The rapid advance in technology, industrial development, mining, industrial and household waste and use of pesticides caused releasing of large amounts of toxic compounds such as heavy metals into water or soil (1). Essential and non-essential heavy metals are highly stable and toxic to living organisms (2). Therefore, water and soil contamination with heavy metals threat the humans health and other living organisms (3). Recovery of heavy metals from industrial effluents to the environment is economically attractive to prevent harmful effects of toxic metals on environment. Conventional methods used for the removal of heavy metals from industrial effluents include chemical and physical separation processes, which are either expensive or inefficient (4). Nowadays, researchers are interested to find efficient and cheaper separation methods because the large volume of waste is increasing the contents of heavy metals in our life. Among these methods, biological methods using the living and non-living microorganisms for removing the pollution have attracted more and more attention in recent years (5–7).

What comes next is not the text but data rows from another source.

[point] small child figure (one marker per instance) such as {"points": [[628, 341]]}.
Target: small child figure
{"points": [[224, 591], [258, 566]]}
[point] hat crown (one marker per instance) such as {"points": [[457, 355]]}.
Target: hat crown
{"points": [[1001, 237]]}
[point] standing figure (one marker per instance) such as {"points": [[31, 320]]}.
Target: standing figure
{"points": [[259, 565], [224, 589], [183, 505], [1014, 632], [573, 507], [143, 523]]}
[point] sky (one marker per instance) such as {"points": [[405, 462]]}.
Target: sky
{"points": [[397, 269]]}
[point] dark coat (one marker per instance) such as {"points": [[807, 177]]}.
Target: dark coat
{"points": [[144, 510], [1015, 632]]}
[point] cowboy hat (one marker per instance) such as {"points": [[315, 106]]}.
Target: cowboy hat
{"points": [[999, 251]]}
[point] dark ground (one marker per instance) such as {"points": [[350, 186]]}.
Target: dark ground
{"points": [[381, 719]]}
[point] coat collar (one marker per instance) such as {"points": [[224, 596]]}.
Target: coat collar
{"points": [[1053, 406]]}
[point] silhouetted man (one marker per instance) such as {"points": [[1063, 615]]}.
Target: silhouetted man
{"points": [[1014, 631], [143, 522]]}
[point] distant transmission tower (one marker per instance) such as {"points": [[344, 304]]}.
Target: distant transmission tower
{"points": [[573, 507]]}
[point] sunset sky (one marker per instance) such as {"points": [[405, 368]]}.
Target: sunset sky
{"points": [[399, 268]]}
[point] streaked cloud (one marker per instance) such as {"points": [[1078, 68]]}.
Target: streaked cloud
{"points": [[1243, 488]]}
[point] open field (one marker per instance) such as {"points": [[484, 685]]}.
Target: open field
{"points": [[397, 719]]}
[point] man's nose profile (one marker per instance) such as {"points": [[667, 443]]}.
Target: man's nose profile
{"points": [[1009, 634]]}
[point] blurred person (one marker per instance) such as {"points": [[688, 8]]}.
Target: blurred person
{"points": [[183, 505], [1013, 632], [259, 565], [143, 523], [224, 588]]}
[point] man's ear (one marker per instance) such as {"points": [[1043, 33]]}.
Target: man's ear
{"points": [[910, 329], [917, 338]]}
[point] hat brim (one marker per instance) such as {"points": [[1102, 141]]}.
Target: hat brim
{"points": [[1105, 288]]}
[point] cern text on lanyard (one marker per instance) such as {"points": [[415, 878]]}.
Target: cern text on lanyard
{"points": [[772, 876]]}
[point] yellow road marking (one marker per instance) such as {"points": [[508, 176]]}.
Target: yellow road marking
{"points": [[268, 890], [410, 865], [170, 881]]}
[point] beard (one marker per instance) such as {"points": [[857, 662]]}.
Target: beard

Microorganisms play an important role in bio-refining processes which are economical methods in order to reduce the toxicity effects (5–8). Halophilic bacteria can grow at high concentrations of anions and cations and are suitable for bio-refining. These bacteria are not normally able to make some of the heavy metals and need to acquire these elements from environment (9).

Many microorganisms have developed several mechanisms to survive in heavy-metal polluted environments. In bacteria, three resistance mechanisms is evolved to tolerate the heavy metals include: 1-efflux: metal ions move out of the cell actively; 2-cations: especially those that tend to accumulate high sulfur, can form complexes with thiol-containing molecules; 3-the reduced state of metals are turned to oxidated state, that seems to yield materials with lower toxicity (10–12). One of the major resistance mechanisms in bacteria, notably to heavy metal is existence of plasmids which encode efflux pumps. In Pseudomonas strains the efflux pumps are involved in chromium, lead, cobalt and zinc resistance. (13–14).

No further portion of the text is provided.